O nascimento de um festival de cinema é sempre (e cada vez mais) uma esplêndida notícia. Se não fossem os festivais, os cinéfilos não teriam a oportunidade de ver em óptimas condições as centenas de valiosos filmes – seja qual for a sua duração – que todos os anos se produzem no mundo e que ficam à margem dos circuitos comerciais de distribuição. As cinematecas, os cineclubes e os festivais que já existem – e em Portugal temos exemplos excelentes – cobrem uma parte das necessidades, mas são tantos e tantos os filmes que merecem ser vistos, os que nos revelam outras formas ideológicas e estéticas, que é preciso, hoje mais do que nunca, criar espaços para a sua exibição normalizada. É motivo de celebração o novo encontro que o Porto/Post/Doc nos marca para o mês de Dezembro, de 4 a 13, assim como é motivo de celebração a programação estável que desenvolve ao longo de todo o ano sob o lema Há Filmes na Baixa.
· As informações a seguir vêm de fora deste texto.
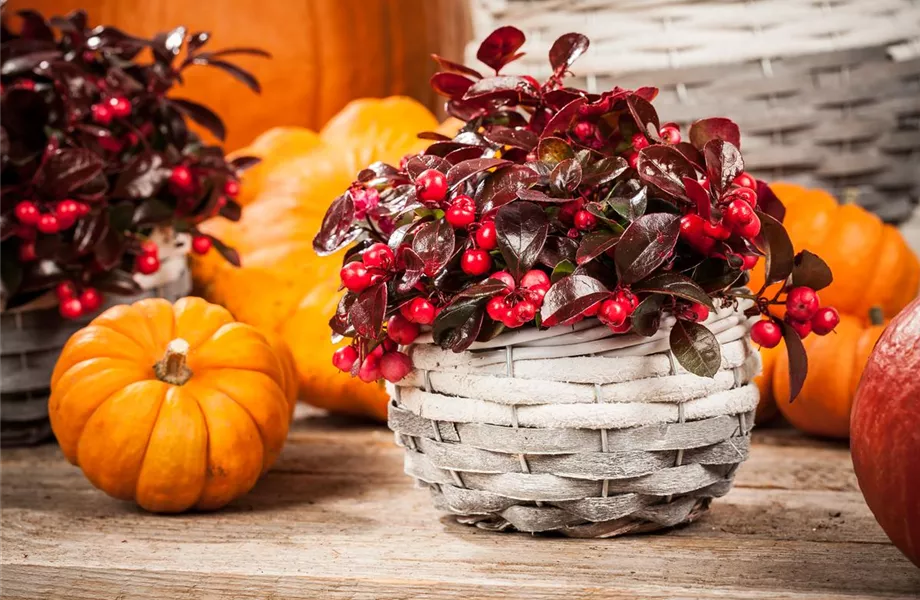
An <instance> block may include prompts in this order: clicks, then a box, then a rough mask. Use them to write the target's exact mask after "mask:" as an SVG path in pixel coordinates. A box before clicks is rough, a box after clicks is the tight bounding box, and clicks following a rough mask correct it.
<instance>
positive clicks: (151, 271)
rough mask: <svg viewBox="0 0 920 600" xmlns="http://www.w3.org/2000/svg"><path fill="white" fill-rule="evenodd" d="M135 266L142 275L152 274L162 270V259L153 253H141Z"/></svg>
mask: <svg viewBox="0 0 920 600" xmlns="http://www.w3.org/2000/svg"><path fill="white" fill-rule="evenodd" d="M135 268H136V269H137V272H138V273H141V274H142V275H150V274H151V273H156V272H157V271H159V270H160V259H159V258H157V257H156V256H154V255H153V254H141V255H140V256H138V257H137V259H136V260H135Z"/></svg>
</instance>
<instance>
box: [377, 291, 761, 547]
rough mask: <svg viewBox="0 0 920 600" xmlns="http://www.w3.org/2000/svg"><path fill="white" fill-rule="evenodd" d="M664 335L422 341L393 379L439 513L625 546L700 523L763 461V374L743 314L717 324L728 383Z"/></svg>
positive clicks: (515, 529)
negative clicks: (626, 541)
mask: <svg viewBox="0 0 920 600" xmlns="http://www.w3.org/2000/svg"><path fill="white" fill-rule="evenodd" d="M673 323H674V321H673V319H666V320H665V321H664V322H663V324H662V328H661V330H660V331H659V332H658V333H657V334H656V335H655V336H653V337H652V338H641V337H638V336H635V335H620V336H613V335H611V334H610V332H609V330H608V329H607V328H606V327H603V326H597V322H596V321H594V322H593V323H589V322H583V323H580V324H579V325H577V326H575V327H572V328H568V329H566V328H561V329H560V328H553V329H551V330H548V331H543V332H541V331H538V330H535V329H532V330H524V331H518V332H513V333H511V334H505V335H503V336H500V337H498V338H496V339H495V340H492V341H490V342H487V343H477V344H474V345H473V347H472V348H471V350H470V351H468V352H465V353H462V354H454V353H451V352H449V351H445V350H442V349H441V348H439V347H437V346H435V345H434V344H432V343H431V342H430V337H429V338H420V339H419V341H418V343H416V344H415V345H413V346H412V347H411V348H410V351H411V353H412V358H413V363H414V365H415V370H413V372H412V373H410V374H409V376H408V377H406V378H405V379H403V380H402V381H400V382H399V385H398V386H394V385H389V386H388V389H389V391H390V394H391V396H392V398H393V401H392V402H391V405H390V427H391V428H392V429H393V431H394V432H395V433H396V440H397V443H398V444H400V445H402V446H404V447H405V449H406V460H405V469H406V473H408V474H409V475H411V476H412V477H414V478H415V479H416V480H417V481H418V482H419V483H420V484H421V485H423V486H425V487H428V488H430V490H431V493H432V495H433V497H434V502H435V505H436V506H437V507H438V508H439V509H441V510H445V511H447V512H450V513H452V514H454V515H455V516H456V517H457V519H458V520H459V521H460V522H463V523H468V524H474V525H477V526H479V527H482V528H485V529H493V530H517V531H524V532H554V533H558V534H563V535H567V536H572V537H610V536H615V535H621V534H625V533H634V532H642V531H651V530H655V529H660V528H663V527H671V526H674V525H677V524H680V523H684V522H688V521H692V520H693V519H695V518H697V517H698V516H699V515H701V514H702V513H703V512H705V510H706V509H707V507H708V506H709V503H710V501H711V500H712V498H716V497H719V496H722V495H724V494H725V493H727V492H728V490H729V489H730V488H731V484H732V480H733V478H734V473H735V470H736V468H737V467H738V465H739V464H740V463H741V462H742V461H743V460H745V458H746V457H747V451H748V445H749V441H750V440H749V437H750V430H751V427H752V426H753V412H752V411H753V410H754V408H755V407H756V405H757V400H758V393H757V387H756V386H755V385H753V384H751V383H750V382H751V379H752V378H753V377H754V376H755V375H756V374H757V372H758V371H759V369H760V357H759V354H758V353H757V352H756V351H754V350H753V348H752V347H751V345H750V342H749V341H748V322H747V321H746V319H745V318H744V317H743V315H742V314H741V313H740V312H739V311H735V310H732V309H730V308H729V309H723V310H721V311H718V312H717V313H714V314H713V315H712V316H711V317H710V319H709V320H708V322H707V326H708V327H709V328H710V329H711V330H712V331H713V332H714V333H715V334H716V337H717V338H718V340H719V342H720V343H721V344H722V367H721V370H720V371H719V373H718V374H717V375H716V376H715V377H714V378H712V379H708V378H702V377H697V376H695V375H692V374H690V373H688V372H686V371H685V370H684V369H683V368H682V367H680V365H679V364H678V363H677V361H676V360H675V359H674V357H673V356H672V355H671V354H670V353H669V351H668V340H667V336H668V333H669V331H670V328H671V327H672V326H673Z"/></svg>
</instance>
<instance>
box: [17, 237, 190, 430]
mask: <svg viewBox="0 0 920 600" xmlns="http://www.w3.org/2000/svg"><path fill="white" fill-rule="evenodd" d="M155 237H156V239H157V241H158V242H159V245H160V248H161V253H160V259H161V266H160V270H159V271H158V272H157V273H155V274H154V275H137V276H136V278H137V280H138V283H139V284H140V286H141V288H142V290H143V291H142V292H140V293H139V294H137V295H135V296H119V297H113V298H110V299H108V301H107V302H106V303H105V304H104V305H103V306H102V308H101V309H100V311H99V312H102V311H104V310H105V309H107V308H109V307H111V306H115V305H116V304H124V303H131V302H136V301H138V300H141V299H143V298H154V297H160V298H166V299H168V300H170V301H173V300H178V299H179V298H181V297H183V296H186V295H188V293H189V291H190V290H191V284H192V282H191V275H190V273H189V270H188V265H187V259H186V255H187V251H188V240H187V239H186V238H187V237H188V236H181V237H175V236H171V235H169V234H157V235H156V236H155ZM55 304H56V302H55V301H54V300H53V299H50V298H49V297H47V296H45V297H42V298H39V299H38V300H37V301H36V302H33V303H31V304H29V305H27V306H24V307H21V308H19V309H16V310H11V311H7V312H4V313H0V446H20V445H27V444H36V443H39V442H42V441H44V440H46V439H48V438H49V437H51V425H50V423H49V422H48V396H49V394H50V390H49V382H50V380H51V373H52V371H53V370H54V365H55V363H56V362H57V359H58V355H59V354H60V353H61V349H62V348H63V347H64V344H65V343H67V340H68V339H69V338H70V336H71V335H73V334H74V333H75V332H76V331H77V330H78V329H80V328H81V327H84V326H86V324H87V323H89V322H90V321H91V320H92V319H93V318H94V317H95V316H96V315H86V316H84V317H81V318H79V319H75V320H65V319H63V318H62V317H61V316H60V315H59V314H58V311H57V308H56V307H55V306H54V305H55ZM96 314H98V313H96Z"/></svg>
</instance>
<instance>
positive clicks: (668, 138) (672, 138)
mask: <svg viewBox="0 0 920 600" xmlns="http://www.w3.org/2000/svg"><path fill="white" fill-rule="evenodd" d="M658 133H659V134H661V139H662V140H664V142H665V143H666V144H672V145H673V144H679V143H680V129H678V128H677V127H675V126H674V125H665V126H664V127H662V128H661V131H659V132H658Z"/></svg>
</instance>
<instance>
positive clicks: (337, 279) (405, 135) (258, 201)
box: [193, 97, 458, 419]
mask: <svg viewBox="0 0 920 600" xmlns="http://www.w3.org/2000/svg"><path fill="white" fill-rule="evenodd" d="M439 127H440V128H441V130H442V131H445V132H447V133H448V134H451V135H452V134H453V133H454V132H455V131H456V129H457V127H458V126H457V125H456V124H455V123H453V122H448V123H445V124H443V125H439V123H438V121H437V119H435V117H434V115H432V114H431V113H430V112H429V111H428V110H427V109H426V108H425V107H423V106H422V105H420V104H419V103H418V102H416V101H414V100H411V99H408V98H401V97H394V98H387V99H383V100H370V99H368V100H359V101H355V102H352V103H351V104H349V105H348V106H347V107H346V108H345V109H344V110H343V111H342V112H341V113H339V114H338V115H337V116H336V117H334V118H333V119H332V120H331V121H329V123H328V124H327V125H326V127H324V128H323V129H322V131H321V132H320V133H318V134H316V133H313V132H310V131H308V130H304V129H299V128H285V129H282V130H273V131H269V132H266V133H265V134H263V135H262V136H260V137H259V138H258V139H257V140H256V141H255V142H254V143H253V144H252V145H251V146H250V147H248V148H244V149H242V150H240V152H241V153H246V154H252V155H256V156H258V157H260V158H262V163H261V164H260V165H258V166H257V167H255V168H254V169H252V170H250V171H248V172H246V173H245V174H244V176H243V182H242V192H241V196H240V199H241V201H242V203H243V204H244V209H243V218H242V219H241V220H240V221H239V222H238V223H230V222H228V221H225V220H214V221H212V222H209V223H207V224H206V228H208V229H209V231H211V232H212V233H214V234H215V235H218V236H219V237H221V239H223V240H225V241H226V242H227V243H228V244H230V245H232V246H235V247H236V248H237V250H239V252H240V254H241V257H242V263H243V266H242V267H241V268H234V267H232V266H230V265H228V264H227V263H226V262H225V261H223V260H222V259H221V258H220V257H219V256H217V255H216V253H215V252H214V251H211V252H210V253H209V254H208V255H206V256H204V257H195V260H194V261H193V273H194V274H195V278H196V282H197V284H198V285H199V287H200V289H201V291H202V293H203V294H205V296H206V297H207V298H209V299H210V300H212V301H214V302H217V303H219V304H222V305H224V306H226V307H227V308H228V309H229V310H230V311H231V312H232V313H233V315H234V316H235V317H236V318H237V319H239V320H241V321H243V322H245V323H250V324H253V325H256V326H258V327H260V328H264V329H265V330H267V331H272V332H275V333H277V334H278V335H279V336H281V337H282V338H283V339H284V340H285V341H286V342H287V345H288V346H289V347H290V349H291V352H292V353H293V357H294V361H295V363H296V366H297V372H298V374H299V381H300V388H301V394H302V397H303V399H304V400H306V401H307V402H310V403H311V404H314V405H316V406H319V407H321V408H327V409H330V410H334V411H336V412H343V413H349V414H355V415H367V416H372V417H375V418H378V419H385V418H386V403H387V396H386V394H385V393H384V391H383V389H382V387H380V386H376V385H368V384H366V383H362V382H361V381H359V380H357V379H352V378H351V377H349V376H348V375H347V374H344V373H341V372H339V371H337V370H336V369H335V368H334V367H333V366H332V364H331V362H330V360H331V359H330V357H331V356H332V352H333V350H334V346H333V345H332V342H331V341H330V338H329V328H328V325H327V322H328V320H329V316H330V315H331V314H333V313H334V312H335V307H336V304H337V303H338V299H339V294H338V292H337V290H338V286H339V281H338V271H339V269H340V268H341V258H340V257H326V258H320V257H318V256H316V254H315V253H314V252H313V247H312V240H313V236H314V235H315V234H316V232H317V230H318V229H319V224H320V222H321V221H322V217H323V215H324V213H325V211H326V208H327V207H328V206H329V204H330V202H331V201H332V200H333V199H334V198H335V197H336V196H337V195H339V194H341V193H342V192H343V191H344V190H345V189H346V188H347V187H348V185H349V184H350V183H351V182H352V181H353V179H354V177H355V175H356V174H357V173H358V171H360V170H361V169H362V168H364V167H365V166H366V165H367V164H369V163H371V162H374V161H378V160H382V161H385V162H389V163H398V162H399V160H400V158H402V157H403V156H404V155H405V154H408V153H410V152H417V151H419V150H421V149H422V148H424V147H425V146H426V145H427V143H428V142H425V141H423V140H419V139H418V138H417V136H416V134H417V133H418V132H420V131H426V130H437V129H439Z"/></svg>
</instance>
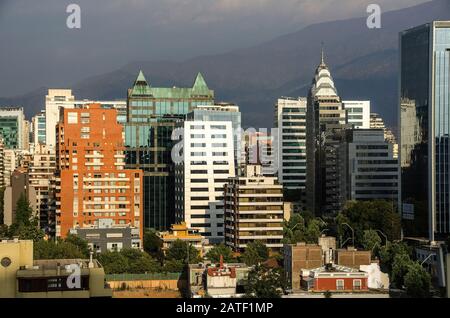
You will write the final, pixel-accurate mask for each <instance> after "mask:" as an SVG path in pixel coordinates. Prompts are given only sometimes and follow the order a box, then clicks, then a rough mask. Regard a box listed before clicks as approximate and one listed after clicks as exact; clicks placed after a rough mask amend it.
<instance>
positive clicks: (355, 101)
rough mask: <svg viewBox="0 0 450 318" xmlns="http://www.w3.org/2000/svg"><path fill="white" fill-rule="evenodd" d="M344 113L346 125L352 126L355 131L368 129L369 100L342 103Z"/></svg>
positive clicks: (369, 100) (353, 101)
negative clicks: (353, 128)
mask: <svg viewBox="0 0 450 318" xmlns="http://www.w3.org/2000/svg"><path fill="white" fill-rule="evenodd" d="M342 104H343V105H344V109H345V112H346V117H347V123H348V124H351V125H353V128H356V129H369V128H370V100H365V101H355V100H345V101H342Z"/></svg>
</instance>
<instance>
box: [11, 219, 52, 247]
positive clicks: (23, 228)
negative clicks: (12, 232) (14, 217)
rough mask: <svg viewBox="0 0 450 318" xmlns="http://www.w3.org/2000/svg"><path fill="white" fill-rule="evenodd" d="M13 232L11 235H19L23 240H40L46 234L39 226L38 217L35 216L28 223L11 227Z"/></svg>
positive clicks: (34, 241) (16, 235) (40, 239)
mask: <svg viewBox="0 0 450 318" xmlns="http://www.w3.org/2000/svg"><path fill="white" fill-rule="evenodd" d="M11 228H12V229H13V233H12V235H11V236H18V237H19V239H21V240H33V241H34V242H39V241H40V240H42V239H43V238H44V236H45V233H44V231H42V230H41V229H40V228H39V222H38V220H37V218H33V219H32V220H31V221H30V223H29V224H28V225H24V224H22V225H19V226H18V227H11Z"/></svg>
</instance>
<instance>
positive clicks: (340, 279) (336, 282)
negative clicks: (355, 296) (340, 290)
mask: <svg viewBox="0 0 450 318" xmlns="http://www.w3.org/2000/svg"><path fill="white" fill-rule="evenodd" d="M336 290H344V280H343V279H337V280H336Z"/></svg>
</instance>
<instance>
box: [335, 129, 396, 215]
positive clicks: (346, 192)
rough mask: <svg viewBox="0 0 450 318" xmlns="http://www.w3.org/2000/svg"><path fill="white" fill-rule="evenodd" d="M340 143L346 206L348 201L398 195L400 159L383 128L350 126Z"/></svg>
mask: <svg viewBox="0 0 450 318" xmlns="http://www.w3.org/2000/svg"><path fill="white" fill-rule="evenodd" d="M345 135H346V136H345V139H344V140H343V142H342V143H341V144H340V145H339V151H338V161H337V164H338V167H337V171H338V173H339V175H340V177H339V180H340V186H341V190H340V196H341V198H342V201H341V204H342V207H343V206H344V204H345V203H346V201H348V200H350V201H366V200H388V201H392V203H393V205H392V206H393V208H395V206H396V204H397V199H398V181H399V173H398V160H397V159H396V158H394V145H393V144H391V143H389V142H388V141H386V140H385V139H384V131H383V129H348V130H346V134H345Z"/></svg>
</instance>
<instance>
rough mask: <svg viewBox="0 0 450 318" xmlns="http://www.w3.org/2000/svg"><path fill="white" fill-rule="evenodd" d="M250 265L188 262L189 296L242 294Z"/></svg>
mask: <svg viewBox="0 0 450 318" xmlns="http://www.w3.org/2000/svg"><path fill="white" fill-rule="evenodd" d="M249 271H250V267H248V266H247V265H245V264H241V263H230V264H224V263H223V261H221V262H220V264H204V263H200V264H190V265H189V273H188V285H189V290H190V296H191V297H193V298H201V297H205V296H210V297H214V298H236V297H242V296H243V295H244V283H245V279H246V277H247V274H248V272H249Z"/></svg>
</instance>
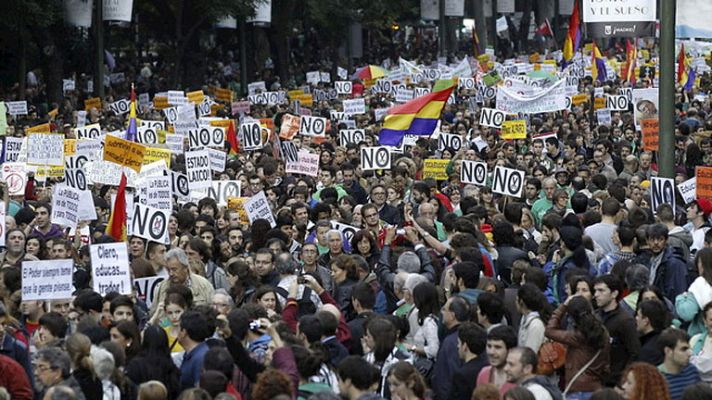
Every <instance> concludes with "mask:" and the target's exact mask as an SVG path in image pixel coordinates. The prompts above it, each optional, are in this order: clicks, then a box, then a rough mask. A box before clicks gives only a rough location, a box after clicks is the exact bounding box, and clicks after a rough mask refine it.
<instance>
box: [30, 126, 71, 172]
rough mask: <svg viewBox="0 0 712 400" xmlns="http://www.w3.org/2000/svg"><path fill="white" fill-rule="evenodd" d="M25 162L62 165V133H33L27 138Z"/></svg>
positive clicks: (62, 137)
mask: <svg viewBox="0 0 712 400" xmlns="http://www.w3.org/2000/svg"><path fill="white" fill-rule="evenodd" d="M27 163H28V164H36V165H52V166H57V167H59V166H62V165H64V135H63V134H54V133H33V134H30V135H29V136H28V138H27Z"/></svg>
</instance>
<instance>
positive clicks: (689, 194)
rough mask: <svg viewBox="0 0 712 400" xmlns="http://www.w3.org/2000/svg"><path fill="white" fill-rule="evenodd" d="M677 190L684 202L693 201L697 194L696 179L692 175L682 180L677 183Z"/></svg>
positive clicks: (694, 198)
mask: <svg viewBox="0 0 712 400" xmlns="http://www.w3.org/2000/svg"><path fill="white" fill-rule="evenodd" d="M677 190H679V191H680V195H681V196H682V200H683V201H684V202H685V204H688V203H691V202H693V201H694V200H695V196H696V195H697V193H695V192H696V191H697V179H696V178H695V177H694V176H693V177H692V178H690V179H688V180H686V181H685V182H682V183H681V184H679V185H677Z"/></svg>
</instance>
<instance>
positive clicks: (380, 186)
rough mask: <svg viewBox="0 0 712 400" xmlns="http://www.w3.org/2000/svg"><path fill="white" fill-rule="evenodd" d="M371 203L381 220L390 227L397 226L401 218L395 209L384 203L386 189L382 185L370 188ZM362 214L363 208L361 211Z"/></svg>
mask: <svg viewBox="0 0 712 400" xmlns="http://www.w3.org/2000/svg"><path fill="white" fill-rule="evenodd" d="M371 203H373V204H374V205H375V206H376V208H377V209H378V214H379V215H380V217H381V219H382V220H384V221H386V222H387V223H388V224H390V225H398V224H400V223H401V221H402V218H401V215H400V212H399V211H398V209H397V208H395V207H393V206H391V205H390V204H388V203H386V187H385V186H383V185H380V184H379V185H375V186H373V187H372V188H371ZM361 212H363V208H362V209H361Z"/></svg>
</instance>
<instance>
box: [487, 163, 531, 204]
mask: <svg viewBox="0 0 712 400" xmlns="http://www.w3.org/2000/svg"><path fill="white" fill-rule="evenodd" d="M524 183H525V181H524V172H523V171H520V170H517V169H513V168H506V167H500V166H497V167H495V169H494V176H493V179H492V192H494V193H499V194H503V195H506V196H512V197H521V196H522V192H523V191H524Z"/></svg>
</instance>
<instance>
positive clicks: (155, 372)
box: [126, 325, 180, 399]
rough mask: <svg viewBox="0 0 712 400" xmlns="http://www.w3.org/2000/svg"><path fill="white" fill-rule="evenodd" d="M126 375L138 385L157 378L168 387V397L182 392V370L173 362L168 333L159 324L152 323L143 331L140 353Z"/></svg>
mask: <svg viewBox="0 0 712 400" xmlns="http://www.w3.org/2000/svg"><path fill="white" fill-rule="evenodd" d="M126 375H127V376H128V377H129V378H131V381H132V382H134V383H135V384H137V385H140V384H142V383H144V382H148V381H152V380H157V381H160V382H163V384H164V385H166V389H168V394H169V396H168V398H171V399H173V398H176V397H177V396H178V393H179V392H180V370H179V369H178V367H176V365H175V364H174V363H173V359H172V358H171V352H170V350H169V349H168V335H166V332H165V331H164V330H163V329H161V327H159V326H155V325H151V326H149V327H147V328H146V329H145V330H144V331H143V341H142V342H141V349H140V350H139V352H138V354H137V355H136V356H135V357H134V358H133V360H131V361H129V363H128V365H127V366H126Z"/></svg>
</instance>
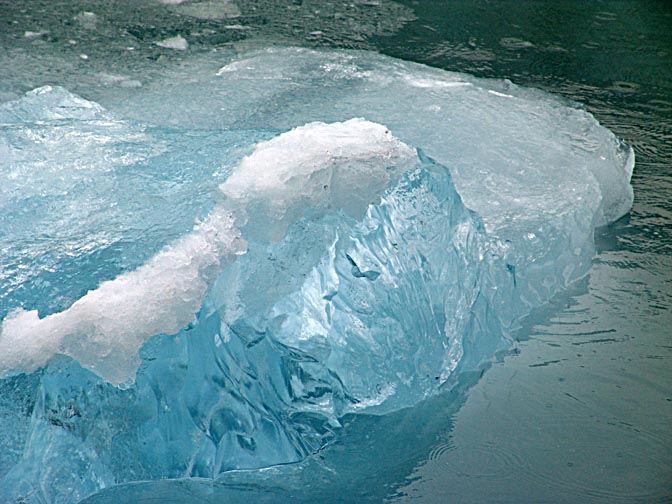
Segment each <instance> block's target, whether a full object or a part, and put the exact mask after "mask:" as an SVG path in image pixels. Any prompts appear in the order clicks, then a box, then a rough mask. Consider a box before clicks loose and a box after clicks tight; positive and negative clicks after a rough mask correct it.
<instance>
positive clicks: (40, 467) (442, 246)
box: [0, 49, 633, 502]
Um festival é, acima de tudo, um ponto de encontro. Uma festa que põe em contacto cineastas e espectadores. É também um centro de conhecimento, de difusão e intercâmbio de ideias. Um festival deve formar espectadores, deve-nos servir de guia para descobrirmos outros caminhos. E o pretexto que justifica tudo isto – o encontro, o convívio, o conhecimento – são os filmes. Os programadores do Porto/Post/Doc apostam em transcender os limites tradicionais da não-ficção, e a sua competição internacional é uma genuína declaração de intenções: uma selecção diversa e fértil com uma magnífica presença portuguesa e coroada pela participação do mais recente filme do filipino Lav Diaz, que é já uma figura de referência.
O Porto/Post/Doc não podia nascer em melhor companhia. Outorga carta branca ao CPH:DOX de Copenhaga e ao FIDMarseille de Jean-Pierre Rehm, dois dos principais festivais europeus que são, além disso, essenciais para perceber as transformações da não-ficção contemporânea. Uma terceira carta branca fica a cargo de Dennis Lim, que é agora director de programação da Film Society do Lincoln Center depois de ser colunista e crítico imprescindível no Village Voice e no The New York Times. E pela mão de Lois Patiño chega o “novo cinema galego” com quatro títulos que abriram portas e janelas à criação fílmica a norte do Minho e colocaram o cinema da Galiza nas montras mais importantes do planeta, como Cannes ou Locarno.
O Porto ocupa um lugar central na história do cinema português, e ainda que haja muitos nomes que justificam esta afirmação há um que é por si suficiente: Manoel de Oliveira. Quase a fazer 106 anos, poucos cineastas são tão jovens e livres como ele. O Porto/Post/Doc presta-lhe uma merecida homenagem com a estreia da sua última curta-metragem, O Velho do Restelo, mais uma demonstração de sabedoria, a enésima lição de um mestre que recorre a grandes figuras históricas da cultura ibérica para questionar o nosso tempo, regressando ao passado para perceber as feridas do presente, como também faz, de modo bem distinto, Cavalo Dinheiro, de Pedro Costa. E ambos são olhares imprescindíveis, incómodos e extremamente emocionantes.
Para além das convenções televisas, o melhor cinema documental actual olha com ânimo renovador e lúcido para a música e os músicos. Fala também com espírito crítico do mundo em que vivemos, para questionar os discursos dominantes. Explora territórios que vão para lá do tópico vulgar, como faz Soon-Mi Yoo com a demonizada Coreia do Norte em Songs from the North. Repensa Portugal com Raquel Freire e Valérie Mitteaux ou Pedro Neves. Pergunta onde está o real e estuda a visão que o cinema dá das coisas, como no monumental Los Angeles plays itself de Thom Andersen, fascinante e lúdico retrato de uma cidade tal como foi mostrada nos filmes. Diverte-se com os discursos apocalípticos e de fim da película num cocktail extravagante preparado por Raya Martin e Mark Peranson, La última película. E no mesmo espírito eclético mistura formatos e dinamita qualquer tentativa de classificação numa curta inédita de João Pedro Rodrigues e João Rui Guerra da Mata, de regresso a Macau com Iec Long.
Sobram as razões para nos encontrarmos em Dezembro no Porto/Post/Doc. Que seja o primeiro de muitos.
Martin Pawley. Texto de presentación para o dossier de imprensa da primeira edición do Porto/Post/Doc.